Recycling-ABC: Lizenzgebühren für Verpackungsabfälle

Gepostet von am 15. Jan 2016

Recycling-ABC: Lizenzgebühren für Verpackungsabfälle

Will ein Unternehmen seine zu Abfall gewordenen Verpackungen nicht selbst zurücknehmen oder vom Kunden abholen, muss es ein duales System damit beauftragen. Dafür zahlt es Lizenzgebühren. Das ist ein Geschäft für die Entsorgungswirtschaft – aber nicht mehr das einzige.

Die Produktverantwortung

Seit dem 12. Juni 1991 ist in Deutschland die Verpackungsverordnung in Kraft. Seither sind Hersteller und Vertreiber verpflichtet, dafür Sorge zu tragen, dass gebrauchte Verpackungsabfälle entsorgt und wiederverwertet werden. Die Verantwortung für die Abfallbeseitigung tragen also weder die Verbraucher, noch die Kommunen, sondern die Hersteller und Vertreiber. Man spricht von Produktverantwortung.

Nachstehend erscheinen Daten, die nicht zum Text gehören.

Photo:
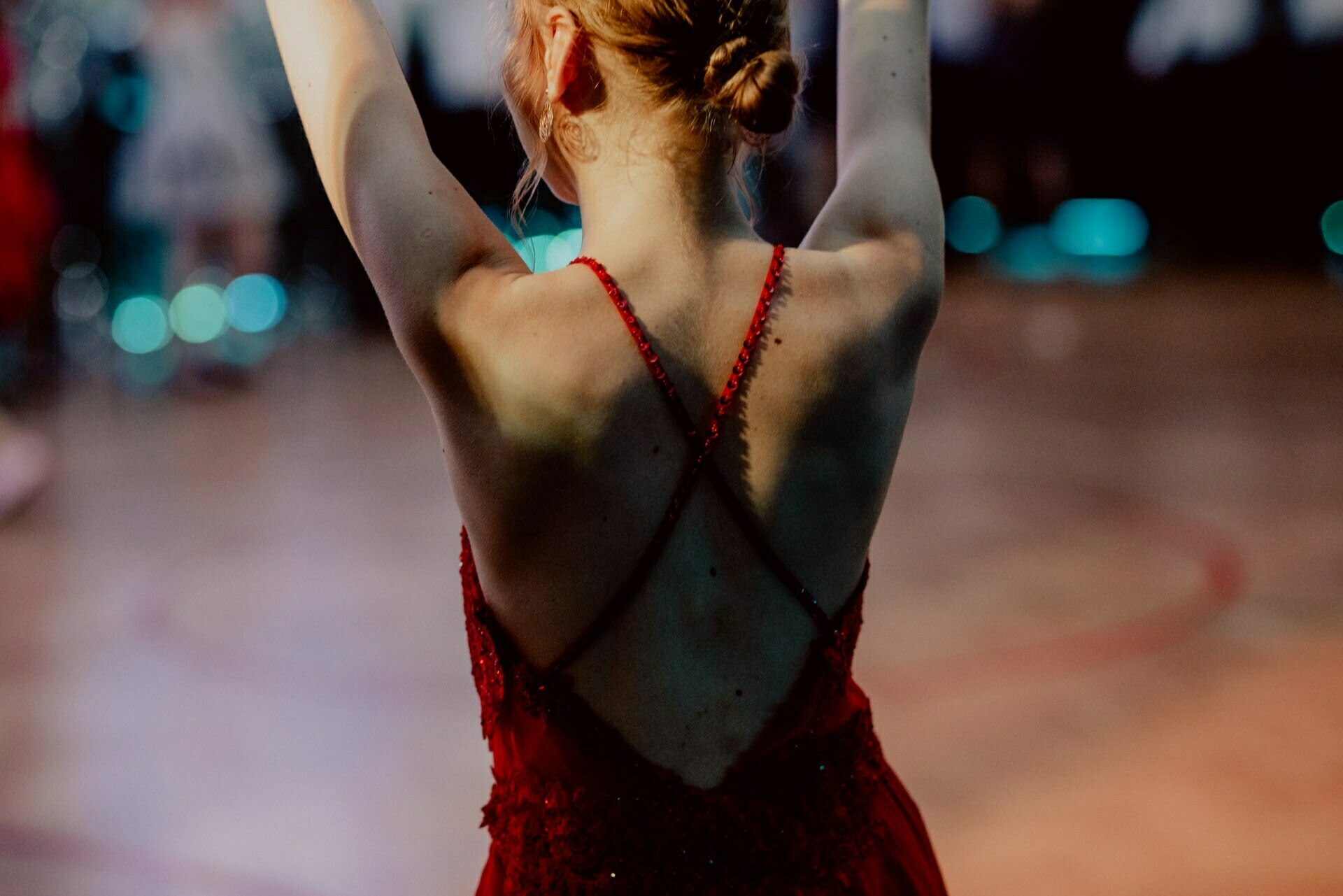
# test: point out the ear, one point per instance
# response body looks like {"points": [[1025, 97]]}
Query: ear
{"points": [[562, 57]]}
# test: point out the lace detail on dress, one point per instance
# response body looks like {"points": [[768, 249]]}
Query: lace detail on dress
{"points": [[487, 667], [795, 824], [791, 820]]}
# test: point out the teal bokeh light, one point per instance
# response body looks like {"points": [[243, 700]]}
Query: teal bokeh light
{"points": [[140, 325], [1331, 227], [1100, 227], [198, 313], [1029, 254], [563, 249], [973, 226], [255, 303]]}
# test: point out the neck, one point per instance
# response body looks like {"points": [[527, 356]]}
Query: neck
{"points": [[658, 199]]}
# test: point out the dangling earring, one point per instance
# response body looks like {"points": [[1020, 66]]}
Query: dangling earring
{"points": [[547, 124]]}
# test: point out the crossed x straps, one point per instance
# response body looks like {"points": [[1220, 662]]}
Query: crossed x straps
{"points": [[699, 462]]}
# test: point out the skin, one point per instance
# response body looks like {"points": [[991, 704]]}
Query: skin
{"points": [[560, 449]]}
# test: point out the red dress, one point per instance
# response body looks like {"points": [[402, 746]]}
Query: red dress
{"points": [[810, 809]]}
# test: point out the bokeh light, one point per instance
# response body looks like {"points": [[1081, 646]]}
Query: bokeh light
{"points": [[535, 250], [140, 325], [124, 102], [1100, 227], [1331, 227], [973, 226], [255, 303], [81, 292], [563, 249], [1029, 254], [198, 313]]}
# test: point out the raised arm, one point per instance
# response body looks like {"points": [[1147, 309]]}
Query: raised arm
{"points": [[887, 192], [413, 225]]}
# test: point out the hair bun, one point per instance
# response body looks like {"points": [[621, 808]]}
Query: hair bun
{"points": [[758, 89]]}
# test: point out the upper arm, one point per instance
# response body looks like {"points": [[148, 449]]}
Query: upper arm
{"points": [[414, 226], [887, 190]]}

Um eine umfassende und möglichst kostengünstige Entsorgung und Wiederverwertung von Verpackungsabfällen gewährleisten zu können, gründeten 95 Unternehmen zusammen Der Grüne Punkt – Duales System Deutschland (DSD). Kurze Zeit später waren bereits mehr als 400 Unternehmen beteiligt. Dieses Non-Profit-Unternehmen sollte von nun an die Sammlung, den Transport und die Sortierung der Verpackungsabfälle organisieren.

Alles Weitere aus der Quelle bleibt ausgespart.